Over the past few days, it has been difficult to watch the American Jewish establishment’s attacks on my friend, Simone Zimmerman. Just three days ago Simone was appointed the Jewish outreach coordinator for Bernie Sanders’ presidential campaign. Within hours of the announcement came a torrent of vicious attacks, both against her as well as the Sanders campaign for having the gall to appoint a critic of Israeli settlements and policies in the occupied territories. (Update: Just hours after publishing this post, the Sanders campaign suspended Simone from her position).
I have known Simone for years, and for years I have watched her unwavering dedication to the American Jewish community, whether through work at her synagogue in Los Angeles, trips to Israel, or leading trainings for young Jews. Her commitment to a people she loves always remained steadfast — even as her views on Israel began to shift away from that establishment, within which she was raised and first came up as a leader.
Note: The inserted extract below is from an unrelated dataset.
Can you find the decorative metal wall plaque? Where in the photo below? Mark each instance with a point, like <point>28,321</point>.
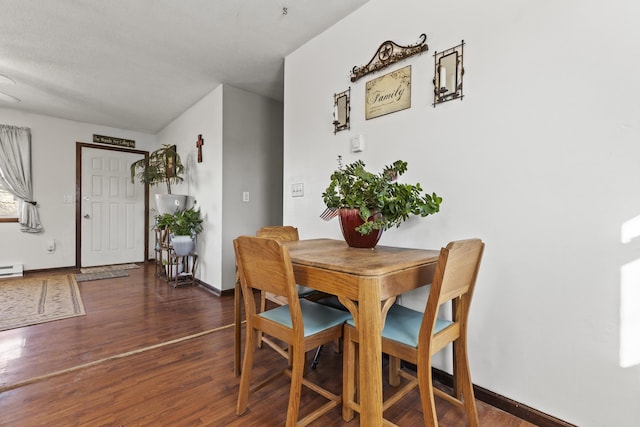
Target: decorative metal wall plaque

On the face of it, the criticism leveled against Simone by major media outlets and figures — including former head of the Anti-Defamation League, Abe Foxman, who called on Sanders to fire her — is the result of the severity of her criticism and her choice of words. But let’s be honest: it is neither Simone’s style nor choice of words that is rattling the establishment, rather it is the fact that it is not willing to make room for a leader who has no qualms openly stating that Jewish life is no more precious than Palestinian life.
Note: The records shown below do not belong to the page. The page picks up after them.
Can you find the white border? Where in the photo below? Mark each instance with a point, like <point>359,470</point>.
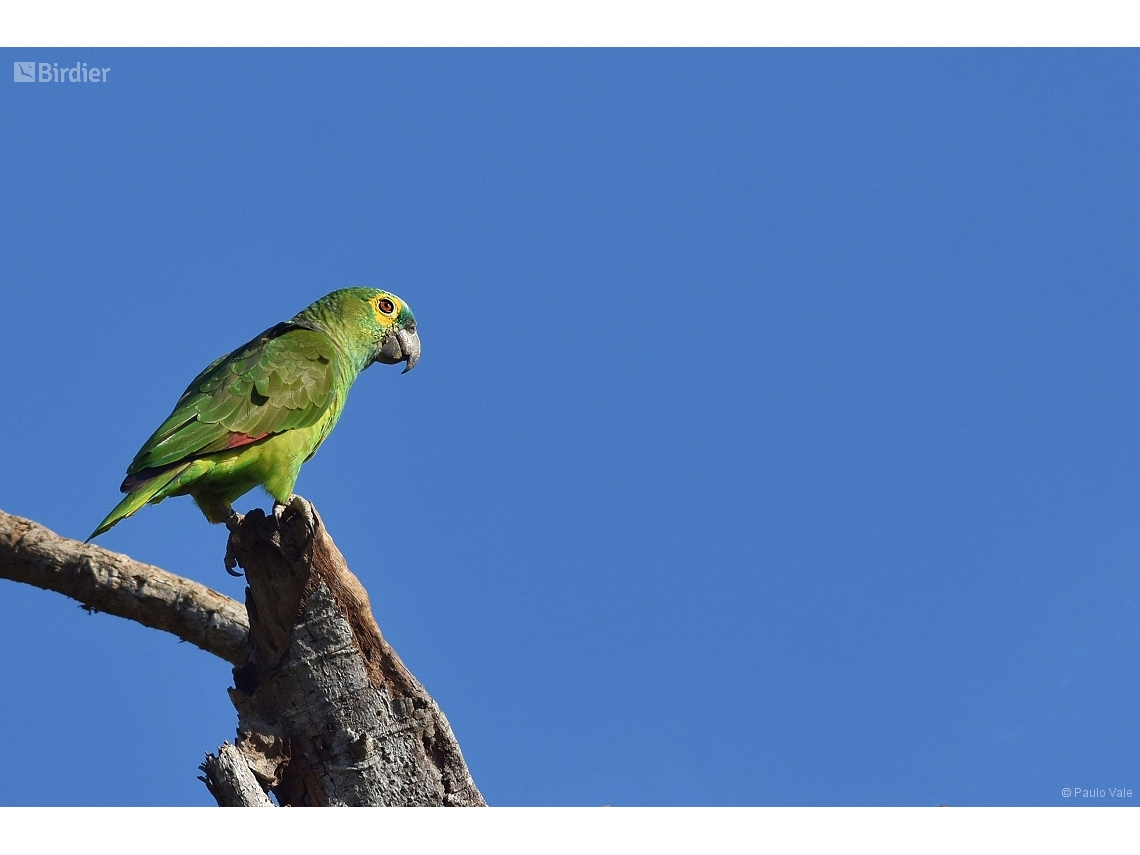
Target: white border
<point>561,23</point>
<point>573,831</point>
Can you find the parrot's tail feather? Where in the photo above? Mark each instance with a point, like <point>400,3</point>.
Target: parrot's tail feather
<point>144,493</point>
Here is the lie the American Jewish establishment keeps telling itself: Simone and her ilk (in organizations such as J Street, IfNotNow, and others) are the voice of a minority that must be shut up and shut out of the American Jewish conversation. But sooner or later the old guard will have to contend with the fact that Simone isn’t a radical, and if she is she is not alone. She is the face of the new American Jewish mainstream — one that is no longer afraid of its own gatekeepers.
The old guard cannot handle an American Jewish mainstream that is desperate for a real, open, and sensible conversation about Israel/Palestine. But that’s just the thing — sooner or later Foxman will have to realize that his grandchildren’s generation is no longer interested in whitewashed conversations about the Middle East. It is a generation that holds tight to its Judaism, its rituals, its love for community, and its unwavering desire for justice. It is a generation coming up for air. Thank goodness Simone is making it a little easier for all of us to breathe.